There are a few sure things in this world. The sky is blue. The sun is bright. RPGFan is green. Zelda soundtracks reusing familiar themes. But is that such a bad thing? Not at all.
The soundtrack to Nintendo’s latest Zelda game is an interesting combination of old and new. Fans who play The Wind Waker will notice many redone themes from past Zelda games, such as Ocarina of Time and A Link to the Past. The item-acquiring fanfares are familiar, but different enough to not feel too much like a rehash.
After getting through the upbeat main title theme and the classic menu screen music, you’ll hear arguably one of the soundtrack’s best in “Legendary Hero.” A combination of original music with the original Zelda theme thrown in for good measure, it’s one of the longest and most enjoyable tracks.
Those who played Ocarina of Time will no doubt recognize the Master Sword, Cave and House themes, among others. While not original songs at this point, the new arrangements are nicely done, especially on “Zelda” and “Fairy Spring.”
Also of note are the tracks “The King of Hyrule” and “Zelda’s Awakening,” both being new arrangements of music from A Link to the Past. The first is a new take on the Hyrule Castle theme, while the latter is a very beautiful (but short) version of the title screen music from the SNES classic. Even less expected is the new arrangement of a song from the first Zelda game, heard in track 55 on disc 2. I won’t get into it here, but hearing that was a nice surprise.
So how about the actual new songs? Well, they vary from good to great, though unfortunately, also often short.
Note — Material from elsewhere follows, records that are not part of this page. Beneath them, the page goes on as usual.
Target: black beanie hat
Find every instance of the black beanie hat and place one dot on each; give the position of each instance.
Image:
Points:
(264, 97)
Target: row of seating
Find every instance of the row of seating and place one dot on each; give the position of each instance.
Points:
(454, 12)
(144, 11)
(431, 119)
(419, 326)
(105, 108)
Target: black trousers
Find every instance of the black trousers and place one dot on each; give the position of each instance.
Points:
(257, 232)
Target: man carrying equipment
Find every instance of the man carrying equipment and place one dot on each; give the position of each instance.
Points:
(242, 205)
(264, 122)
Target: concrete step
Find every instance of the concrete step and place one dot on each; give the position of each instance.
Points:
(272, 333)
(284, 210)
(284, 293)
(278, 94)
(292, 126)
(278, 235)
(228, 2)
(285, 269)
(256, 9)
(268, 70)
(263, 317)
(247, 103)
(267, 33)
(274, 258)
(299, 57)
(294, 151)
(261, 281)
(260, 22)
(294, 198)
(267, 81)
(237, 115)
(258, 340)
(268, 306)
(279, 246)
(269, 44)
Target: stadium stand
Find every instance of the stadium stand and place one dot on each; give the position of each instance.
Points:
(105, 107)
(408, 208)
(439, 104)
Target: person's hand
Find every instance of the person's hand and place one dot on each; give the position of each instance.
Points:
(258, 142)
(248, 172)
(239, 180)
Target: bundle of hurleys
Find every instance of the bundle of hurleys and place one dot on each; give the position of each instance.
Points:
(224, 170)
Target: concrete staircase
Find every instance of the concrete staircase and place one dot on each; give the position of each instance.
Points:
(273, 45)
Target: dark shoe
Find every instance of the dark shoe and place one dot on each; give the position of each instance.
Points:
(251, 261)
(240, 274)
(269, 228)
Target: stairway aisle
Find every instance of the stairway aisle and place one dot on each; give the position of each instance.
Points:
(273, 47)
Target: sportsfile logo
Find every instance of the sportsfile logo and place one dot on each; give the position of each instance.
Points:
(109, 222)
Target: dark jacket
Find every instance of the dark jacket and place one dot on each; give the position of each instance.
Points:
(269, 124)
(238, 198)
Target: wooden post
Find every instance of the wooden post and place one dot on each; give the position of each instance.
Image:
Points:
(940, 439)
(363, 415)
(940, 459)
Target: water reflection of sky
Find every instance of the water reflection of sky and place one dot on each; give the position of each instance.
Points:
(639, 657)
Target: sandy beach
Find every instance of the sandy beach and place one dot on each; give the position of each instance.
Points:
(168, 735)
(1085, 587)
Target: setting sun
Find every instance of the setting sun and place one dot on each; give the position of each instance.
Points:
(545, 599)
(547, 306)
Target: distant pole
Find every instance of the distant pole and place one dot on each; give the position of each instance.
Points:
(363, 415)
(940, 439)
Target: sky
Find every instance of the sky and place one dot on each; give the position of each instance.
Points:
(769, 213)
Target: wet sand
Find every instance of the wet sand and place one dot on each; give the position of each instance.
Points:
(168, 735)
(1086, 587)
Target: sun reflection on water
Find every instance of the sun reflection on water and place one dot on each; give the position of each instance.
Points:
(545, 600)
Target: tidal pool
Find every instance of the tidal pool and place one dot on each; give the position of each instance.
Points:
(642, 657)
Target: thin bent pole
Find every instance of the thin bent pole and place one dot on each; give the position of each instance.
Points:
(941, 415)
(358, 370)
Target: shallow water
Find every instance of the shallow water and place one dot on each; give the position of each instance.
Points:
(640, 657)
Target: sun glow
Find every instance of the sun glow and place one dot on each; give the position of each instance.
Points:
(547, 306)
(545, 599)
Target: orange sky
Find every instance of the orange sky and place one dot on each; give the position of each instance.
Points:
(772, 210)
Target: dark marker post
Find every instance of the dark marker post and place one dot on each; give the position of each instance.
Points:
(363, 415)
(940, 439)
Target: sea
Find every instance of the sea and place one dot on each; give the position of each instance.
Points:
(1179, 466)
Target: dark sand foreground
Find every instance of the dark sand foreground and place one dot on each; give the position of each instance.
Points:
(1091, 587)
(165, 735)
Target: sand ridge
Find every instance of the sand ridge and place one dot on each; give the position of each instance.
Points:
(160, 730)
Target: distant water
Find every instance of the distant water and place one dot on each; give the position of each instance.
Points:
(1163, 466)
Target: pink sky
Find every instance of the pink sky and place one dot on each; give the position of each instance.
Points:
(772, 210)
Two of the best tracks are the “Prayer” songs on disc 2, which share a melody with the proceeding “Awakening” tracks. The Medli/Earth God song has a calm feel to it, helped along by a harp being the instrument of choice. Makar’s Awakening is a much more lively, violin-inspired track. Both are key songs to the game’s plot, so being as memorable as they are seems to make sense.
Each of the game’s bosses have their own tune, and while most don’t exactly feel like a traditional battle theme, each has its own merits to make for a good listen. The remixed versions of these songs for Ganon’s Castle have a more urgent and hurried pace to them. Besides those, the regular “Battle” song, along with “Phantom Ganon” are my favorite battle songs of the bunch. Phantom Ganon has an especially eerie feel to it, which really has a better effect when heard in-game, but stands well enough on its own. The regular battle theme is actually a mixed bag though. You’ll no doubt enjoy it in-game, but that can be attributed to the fact that the music during battles is – for lack of a better word – interactive. The song’s tempo and beat are modified with each attack Link makes. That’s all well and good, but hearing the song alone on the soundtrack without these effects proves that when singled out, the song itself isn’t exactly amazing. Not bad, just… lacking.
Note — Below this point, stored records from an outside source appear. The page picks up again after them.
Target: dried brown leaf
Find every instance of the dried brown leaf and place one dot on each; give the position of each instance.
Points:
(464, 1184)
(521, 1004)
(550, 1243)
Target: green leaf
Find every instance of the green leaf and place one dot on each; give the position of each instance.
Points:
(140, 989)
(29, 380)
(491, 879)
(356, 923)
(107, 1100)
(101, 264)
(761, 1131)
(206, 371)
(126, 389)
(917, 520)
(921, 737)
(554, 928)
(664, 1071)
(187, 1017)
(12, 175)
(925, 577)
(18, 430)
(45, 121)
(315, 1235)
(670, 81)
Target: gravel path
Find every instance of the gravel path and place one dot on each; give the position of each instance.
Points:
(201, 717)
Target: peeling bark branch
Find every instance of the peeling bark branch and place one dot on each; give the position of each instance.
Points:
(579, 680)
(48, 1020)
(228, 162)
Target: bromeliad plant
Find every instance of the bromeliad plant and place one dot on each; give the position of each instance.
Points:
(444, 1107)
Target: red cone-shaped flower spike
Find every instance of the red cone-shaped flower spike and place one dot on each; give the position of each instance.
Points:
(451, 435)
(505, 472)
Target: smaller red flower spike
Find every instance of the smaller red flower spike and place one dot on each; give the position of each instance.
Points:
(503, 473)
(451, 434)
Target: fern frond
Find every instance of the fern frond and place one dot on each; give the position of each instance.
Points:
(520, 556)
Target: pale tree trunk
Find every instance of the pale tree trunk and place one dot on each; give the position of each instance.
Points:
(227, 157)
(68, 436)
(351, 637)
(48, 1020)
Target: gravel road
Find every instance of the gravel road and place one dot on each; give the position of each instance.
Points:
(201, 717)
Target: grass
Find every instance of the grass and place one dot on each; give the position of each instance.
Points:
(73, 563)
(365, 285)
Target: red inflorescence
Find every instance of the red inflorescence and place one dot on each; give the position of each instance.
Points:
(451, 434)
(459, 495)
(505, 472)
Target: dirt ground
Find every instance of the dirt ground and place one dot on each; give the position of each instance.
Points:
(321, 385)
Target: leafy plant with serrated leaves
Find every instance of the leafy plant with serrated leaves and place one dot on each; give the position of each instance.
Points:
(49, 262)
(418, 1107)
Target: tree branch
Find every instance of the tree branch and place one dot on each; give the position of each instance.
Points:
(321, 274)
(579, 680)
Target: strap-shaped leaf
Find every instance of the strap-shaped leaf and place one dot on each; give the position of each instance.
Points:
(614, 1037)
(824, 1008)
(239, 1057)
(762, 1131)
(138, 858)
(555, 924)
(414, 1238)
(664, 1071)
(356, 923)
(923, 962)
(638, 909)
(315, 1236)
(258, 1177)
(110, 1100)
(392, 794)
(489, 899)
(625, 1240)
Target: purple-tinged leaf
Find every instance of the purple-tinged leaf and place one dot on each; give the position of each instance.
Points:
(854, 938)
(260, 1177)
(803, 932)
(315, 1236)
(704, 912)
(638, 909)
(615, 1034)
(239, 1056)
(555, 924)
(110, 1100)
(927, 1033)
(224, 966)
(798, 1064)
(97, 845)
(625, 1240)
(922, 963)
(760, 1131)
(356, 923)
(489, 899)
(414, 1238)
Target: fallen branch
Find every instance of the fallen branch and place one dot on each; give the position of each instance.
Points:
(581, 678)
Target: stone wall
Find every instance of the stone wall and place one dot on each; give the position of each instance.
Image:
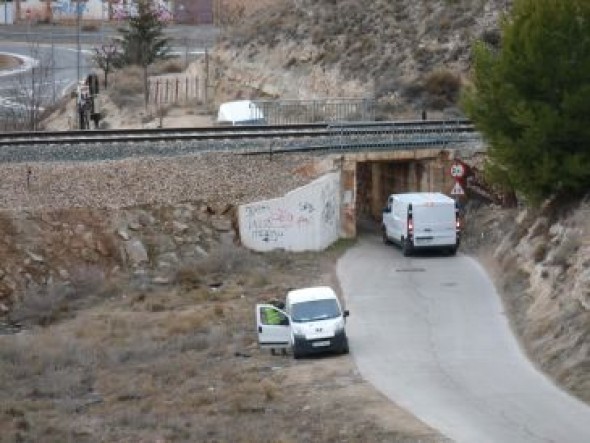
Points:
(307, 218)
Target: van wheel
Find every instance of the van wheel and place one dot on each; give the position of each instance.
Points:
(297, 354)
(406, 247)
(345, 349)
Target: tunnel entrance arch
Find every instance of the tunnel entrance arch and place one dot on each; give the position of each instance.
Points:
(368, 178)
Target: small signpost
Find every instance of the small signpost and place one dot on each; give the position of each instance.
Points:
(457, 189)
(457, 172)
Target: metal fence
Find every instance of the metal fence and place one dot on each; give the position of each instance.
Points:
(285, 112)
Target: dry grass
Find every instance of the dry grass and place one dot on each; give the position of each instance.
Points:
(120, 370)
(126, 87)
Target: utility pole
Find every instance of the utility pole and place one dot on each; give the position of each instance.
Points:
(78, 40)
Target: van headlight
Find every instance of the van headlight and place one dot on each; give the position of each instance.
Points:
(297, 331)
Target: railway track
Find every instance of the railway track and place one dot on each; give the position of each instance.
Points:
(112, 144)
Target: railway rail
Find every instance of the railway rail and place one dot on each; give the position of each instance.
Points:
(110, 144)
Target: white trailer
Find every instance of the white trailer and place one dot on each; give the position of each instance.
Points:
(421, 220)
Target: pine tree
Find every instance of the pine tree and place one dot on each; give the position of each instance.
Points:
(143, 41)
(530, 98)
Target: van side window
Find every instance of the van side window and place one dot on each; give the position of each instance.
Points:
(272, 316)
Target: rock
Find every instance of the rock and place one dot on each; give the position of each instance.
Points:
(134, 226)
(145, 218)
(102, 248)
(161, 280)
(64, 274)
(136, 252)
(221, 224)
(168, 259)
(89, 255)
(88, 239)
(179, 228)
(36, 257)
(200, 251)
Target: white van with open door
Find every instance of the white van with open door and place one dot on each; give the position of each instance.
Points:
(313, 321)
(421, 220)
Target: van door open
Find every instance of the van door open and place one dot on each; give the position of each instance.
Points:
(273, 326)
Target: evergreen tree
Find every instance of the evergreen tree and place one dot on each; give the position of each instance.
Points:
(143, 41)
(530, 98)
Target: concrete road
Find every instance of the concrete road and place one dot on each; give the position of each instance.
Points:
(431, 334)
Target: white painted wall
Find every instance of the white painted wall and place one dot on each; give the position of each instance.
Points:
(89, 9)
(307, 218)
(6, 13)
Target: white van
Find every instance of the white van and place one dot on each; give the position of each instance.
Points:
(313, 321)
(421, 220)
(240, 113)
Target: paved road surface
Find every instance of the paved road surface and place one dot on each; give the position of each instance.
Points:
(430, 333)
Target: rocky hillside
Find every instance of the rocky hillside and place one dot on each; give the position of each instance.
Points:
(414, 55)
(409, 55)
(540, 260)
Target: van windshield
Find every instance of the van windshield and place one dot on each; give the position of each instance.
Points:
(315, 310)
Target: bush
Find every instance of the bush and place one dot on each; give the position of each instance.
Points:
(126, 86)
(443, 87)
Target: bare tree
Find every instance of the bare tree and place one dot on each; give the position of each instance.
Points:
(30, 93)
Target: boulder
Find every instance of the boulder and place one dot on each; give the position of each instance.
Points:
(179, 228)
(123, 234)
(37, 258)
(136, 252)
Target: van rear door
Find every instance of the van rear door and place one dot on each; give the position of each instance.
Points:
(434, 224)
(274, 330)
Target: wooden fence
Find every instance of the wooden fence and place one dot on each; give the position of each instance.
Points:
(175, 90)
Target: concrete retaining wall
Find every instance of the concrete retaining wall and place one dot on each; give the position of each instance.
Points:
(307, 218)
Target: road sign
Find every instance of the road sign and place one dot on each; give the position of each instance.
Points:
(457, 189)
(457, 170)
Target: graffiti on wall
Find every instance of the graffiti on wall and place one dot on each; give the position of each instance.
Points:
(123, 9)
(69, 7)
(270, 224)
(330, 208)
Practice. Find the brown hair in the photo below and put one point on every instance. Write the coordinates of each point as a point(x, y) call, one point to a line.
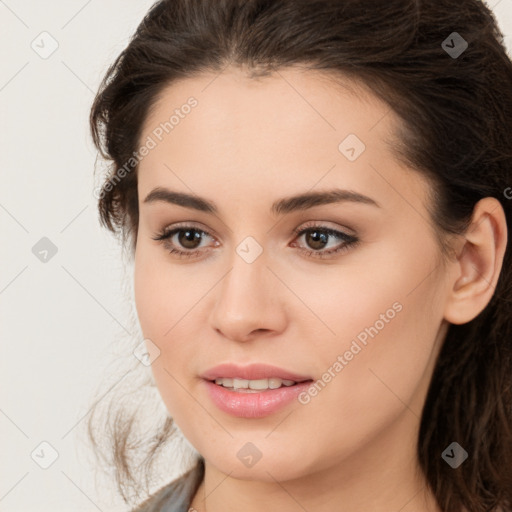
point(456, 113)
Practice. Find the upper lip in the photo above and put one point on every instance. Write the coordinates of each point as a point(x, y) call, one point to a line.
point(253, 371)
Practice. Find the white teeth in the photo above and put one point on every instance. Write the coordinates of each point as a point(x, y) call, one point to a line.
point(260, 384)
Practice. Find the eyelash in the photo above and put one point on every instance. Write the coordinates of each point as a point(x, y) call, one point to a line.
point(350, 240)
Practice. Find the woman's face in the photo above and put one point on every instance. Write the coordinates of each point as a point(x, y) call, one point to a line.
point(357, 310)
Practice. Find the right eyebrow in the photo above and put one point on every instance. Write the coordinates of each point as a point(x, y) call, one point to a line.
point(282, 206)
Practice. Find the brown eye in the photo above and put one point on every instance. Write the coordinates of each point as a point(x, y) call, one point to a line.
point(316, 239)
point(189, 238)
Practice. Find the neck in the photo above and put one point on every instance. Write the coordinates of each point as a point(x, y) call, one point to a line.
point(379, 478)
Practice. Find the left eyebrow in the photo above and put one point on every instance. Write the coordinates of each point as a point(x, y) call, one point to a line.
point(280, 207)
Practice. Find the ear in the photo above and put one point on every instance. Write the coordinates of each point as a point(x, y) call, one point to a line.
point(478, 263)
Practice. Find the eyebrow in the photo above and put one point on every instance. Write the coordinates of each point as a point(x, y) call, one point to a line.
point(280, 207)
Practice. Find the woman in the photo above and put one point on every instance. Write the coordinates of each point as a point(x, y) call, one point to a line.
point(317, 196)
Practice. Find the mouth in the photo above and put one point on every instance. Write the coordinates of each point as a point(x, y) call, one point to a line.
point(240, 385)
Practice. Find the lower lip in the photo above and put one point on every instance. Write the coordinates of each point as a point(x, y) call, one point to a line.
point(254, 405)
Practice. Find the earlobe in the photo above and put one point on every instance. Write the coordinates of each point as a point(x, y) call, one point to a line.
point(478, 264)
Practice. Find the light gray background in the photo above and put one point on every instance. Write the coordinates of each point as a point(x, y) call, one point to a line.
point(61, 320)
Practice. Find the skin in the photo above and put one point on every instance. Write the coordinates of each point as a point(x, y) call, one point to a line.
point(247, 143)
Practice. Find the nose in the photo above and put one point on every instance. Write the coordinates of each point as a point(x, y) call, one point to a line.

Windfall Island is the game’s main town this time around. While the tried-and-true Kakariko Village theme is a favorite of mine in the series, the Windfall theme is similar to the title track, providing an upbeat and joyous mood to the town. Apparently this is a new take on the Kakariko theme, but I just don’t hear it. Dragon Roost Island shares the same type of mood as Windfall Island, in addition to being one of the better songs on here.
There are of course, a few drawbacks to the soundtrack. As you can guess, with 133 tracks spread over 2 CDs, most of the tracks are short – very short. The majority of songs on here are under 2 minutes, and 61 of them are even under a single minute. This is of course due to the various fanfares included, such as when you get a new item, or the short songs Link plays with the Wind Waker. While it’s nice all of these were included, one can’t help but wonder if the “real” music tracks wouldn’t have been longer were these excluded.
Also, there are a handful of near-identical songs. Nothing I’d consider bad, but having so many of the tracks paired with an alternate version makes it feel like there aren’t really as many fully original tracks as one might think. Finally, while not a bad song in the least, the last battle music (track 54, disc 2) isn’t quite up to par with the aural masterpiece composed for Ocarina of Time.
So would I recommend it? Well, put aside the countless fanfares (do you really want to listen to those outside of the game?), and you’re left with many good songs, and quite a few great ones. I’m a big fan of the Ocarina of Time soundtrack(s), and in nearly all regards but one (that being the last battle song), I think Wind Waker surpasses it. It’s something that general music fans should like, but those familiar with Zelda will definitely get more out of some of the tracks in the end.